Home Affairs first announced the center was being developed back in November, at the time explaining the AFP would use the center to specifically focus on preventing cybercriminals from scamming, stealing, and defrauding Australians.
Based in the AFP’s New South Wales headquarters, JPC3’s operations will be led by Australian Federal Police (AFP) assistant commissioner Justine Gough, who is the AFP’s first full-time executive dedicated to countering cybercrime.
Looking at the national cybercrime plan, Home Affairs envisions governments at all levels will operate under a cybercrime-fighting framework prioritizing three pillars: Preventing and protecting cybercrime; investigating, disrupting, and prosecuting cybercrime incidents; and helping recover victims from cybercrime incidents.

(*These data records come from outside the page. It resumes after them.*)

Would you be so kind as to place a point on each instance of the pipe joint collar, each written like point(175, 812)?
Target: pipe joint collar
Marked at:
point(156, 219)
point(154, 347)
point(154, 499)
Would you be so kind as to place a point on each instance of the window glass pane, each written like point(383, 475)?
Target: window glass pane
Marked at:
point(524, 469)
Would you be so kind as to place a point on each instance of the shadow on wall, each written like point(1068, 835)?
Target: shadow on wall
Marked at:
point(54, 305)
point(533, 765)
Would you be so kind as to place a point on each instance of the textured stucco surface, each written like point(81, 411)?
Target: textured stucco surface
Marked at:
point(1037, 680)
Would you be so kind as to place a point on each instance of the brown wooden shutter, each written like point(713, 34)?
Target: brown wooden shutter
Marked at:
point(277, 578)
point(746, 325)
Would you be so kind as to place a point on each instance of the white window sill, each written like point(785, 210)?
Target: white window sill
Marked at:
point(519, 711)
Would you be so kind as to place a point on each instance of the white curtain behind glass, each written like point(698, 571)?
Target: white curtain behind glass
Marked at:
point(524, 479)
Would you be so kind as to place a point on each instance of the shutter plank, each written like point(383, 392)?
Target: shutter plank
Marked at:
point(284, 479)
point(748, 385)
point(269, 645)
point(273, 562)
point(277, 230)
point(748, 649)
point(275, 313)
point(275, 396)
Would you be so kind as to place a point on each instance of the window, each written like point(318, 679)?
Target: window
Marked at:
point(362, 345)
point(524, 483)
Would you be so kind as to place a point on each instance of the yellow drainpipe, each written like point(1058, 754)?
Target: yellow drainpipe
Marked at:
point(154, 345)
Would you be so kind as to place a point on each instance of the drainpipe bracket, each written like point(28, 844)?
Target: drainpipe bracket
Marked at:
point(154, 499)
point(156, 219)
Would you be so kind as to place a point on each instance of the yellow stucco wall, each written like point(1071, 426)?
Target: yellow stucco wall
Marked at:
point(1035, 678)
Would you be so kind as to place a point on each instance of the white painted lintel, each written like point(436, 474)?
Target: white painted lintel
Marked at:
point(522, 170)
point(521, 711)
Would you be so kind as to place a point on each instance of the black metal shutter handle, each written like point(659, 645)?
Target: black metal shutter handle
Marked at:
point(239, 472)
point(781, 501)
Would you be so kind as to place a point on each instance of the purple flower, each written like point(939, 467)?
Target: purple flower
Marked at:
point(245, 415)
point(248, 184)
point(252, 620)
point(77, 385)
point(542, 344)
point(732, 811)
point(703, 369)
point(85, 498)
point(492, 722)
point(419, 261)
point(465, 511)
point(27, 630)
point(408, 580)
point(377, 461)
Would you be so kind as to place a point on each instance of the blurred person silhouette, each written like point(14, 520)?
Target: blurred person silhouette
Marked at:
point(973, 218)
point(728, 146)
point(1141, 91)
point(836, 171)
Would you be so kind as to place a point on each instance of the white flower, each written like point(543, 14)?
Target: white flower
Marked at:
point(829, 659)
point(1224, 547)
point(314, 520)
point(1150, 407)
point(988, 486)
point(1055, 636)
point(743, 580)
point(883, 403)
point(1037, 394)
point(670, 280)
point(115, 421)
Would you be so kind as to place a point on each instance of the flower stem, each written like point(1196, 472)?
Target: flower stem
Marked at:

Alongside launching the cybercrime centre, the plan also outlines a goal of establishing a national cybercrime forum that brings representatives from Commonwealth, state and territory justice departments, law enforcement agencies and regulators — such as the Office of the eSafety Commissioner — to develop a national cybercrime action plan.
Last month, Home Affairs introduced three new Bills into Parliament, covering the federal government’s ransomware action plan, critical aviation and marine cybersecurity, and mobile phone access in prisons.
The department is also pushing for a second tranche of cyber laws targeted at critical infrastructure sectors, which is currently being reviewed by a parliamentary committee, to become law.
Labeled by Home Affairs Secretary Mike Pezzullo last month as the government’s defense against cyber threats, the federal government is hoping the second tranche of cyber laws will create a standardized critical infrastructure framework for Australia’s intelligence agencies.